A set of processes for creating, communicating, and delivering value to customers and for managing customer relationships in ways that benefit an organization and its stakeholders. Marketing encompasses a wide range of activities including conducting market research; analyzing the competition; positioning a new product; pricing products and services; and promoting products and services through advertising, consumer promotion, trade promotion, public relations, and sales. All of these activities are integral tools used by companies in the marketplace that can be potentially directed toward healthier products, diets, and lifestyles.
Advertising represents the paid public presentation and promotion of ideas, goods, or services by a company or sponsor and is intended to bring a product to the attention of consumers through various media channels. It is often the most recognizable form of marketing.
Consumer promotion is a marketing activity distinct from advertising. It is also referred to as “sales promotion” and represents companies’ promotional efforts that have an immediate impact on sales.

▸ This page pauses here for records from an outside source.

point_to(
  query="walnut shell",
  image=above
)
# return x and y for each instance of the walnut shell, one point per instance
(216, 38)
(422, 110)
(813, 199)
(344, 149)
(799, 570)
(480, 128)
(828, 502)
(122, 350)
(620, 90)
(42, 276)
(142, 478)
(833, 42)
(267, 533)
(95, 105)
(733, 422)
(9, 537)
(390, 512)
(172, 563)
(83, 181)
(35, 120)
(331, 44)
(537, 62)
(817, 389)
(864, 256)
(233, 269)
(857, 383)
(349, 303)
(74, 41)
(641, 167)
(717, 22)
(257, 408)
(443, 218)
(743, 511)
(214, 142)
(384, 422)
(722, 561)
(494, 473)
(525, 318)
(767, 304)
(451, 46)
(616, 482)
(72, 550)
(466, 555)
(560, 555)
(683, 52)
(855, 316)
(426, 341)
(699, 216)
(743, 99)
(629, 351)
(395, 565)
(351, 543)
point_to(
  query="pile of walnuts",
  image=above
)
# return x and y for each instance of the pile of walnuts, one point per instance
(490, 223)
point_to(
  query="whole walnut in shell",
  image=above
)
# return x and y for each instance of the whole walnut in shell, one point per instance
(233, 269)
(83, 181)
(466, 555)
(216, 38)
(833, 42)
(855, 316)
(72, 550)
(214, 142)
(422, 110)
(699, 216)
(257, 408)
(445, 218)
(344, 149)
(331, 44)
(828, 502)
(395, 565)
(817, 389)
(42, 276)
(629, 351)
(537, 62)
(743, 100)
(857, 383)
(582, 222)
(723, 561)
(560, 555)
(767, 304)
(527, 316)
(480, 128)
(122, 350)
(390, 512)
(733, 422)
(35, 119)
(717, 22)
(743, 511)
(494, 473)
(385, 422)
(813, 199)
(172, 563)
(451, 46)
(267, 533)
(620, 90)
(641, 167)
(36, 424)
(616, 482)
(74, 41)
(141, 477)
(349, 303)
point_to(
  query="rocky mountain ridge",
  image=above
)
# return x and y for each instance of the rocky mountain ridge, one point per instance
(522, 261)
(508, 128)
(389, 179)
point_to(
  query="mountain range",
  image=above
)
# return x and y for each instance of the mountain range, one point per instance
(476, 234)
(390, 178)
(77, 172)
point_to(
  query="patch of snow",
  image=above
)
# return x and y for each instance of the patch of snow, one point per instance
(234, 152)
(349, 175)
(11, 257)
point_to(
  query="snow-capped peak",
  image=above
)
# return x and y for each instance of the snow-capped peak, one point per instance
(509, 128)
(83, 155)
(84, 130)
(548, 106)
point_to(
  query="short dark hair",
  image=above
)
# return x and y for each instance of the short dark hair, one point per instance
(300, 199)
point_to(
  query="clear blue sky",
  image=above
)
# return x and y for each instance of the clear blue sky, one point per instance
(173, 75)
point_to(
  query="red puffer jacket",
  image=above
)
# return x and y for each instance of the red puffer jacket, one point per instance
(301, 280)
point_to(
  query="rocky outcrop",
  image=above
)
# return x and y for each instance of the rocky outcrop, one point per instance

Examples of consumer or sales promotion include coupons, discounts and sales, contests, point-of-purchase displays, rebates, gifts, incentives, and product placement.
Trade promotion is a type of marketing that targets intermediary industry stakeholders such as supermarkets, grocery stores, convenience stores, and other food retail outlets. Examples of trade promotion strategies include in-store displays, agreements with retailers to provide specific shelf space and product positioning, free merchandise, and sales contests to encourage food wholesalers or retailers to sell more of a specific company’s branded products or product lines.
Public relations are a company’s communications and relationships with various groups including customers, employees, suppliers, stockholders, government, and the public.
Proprietary data consist of information obtained from private companies or firms that hold the exclusive rights to distribute those data, which are often collected for specific commercial purposes intended for a targeted audience. They may be available to customers who can purchase the data, and are usually not widely available to the public due to the expense.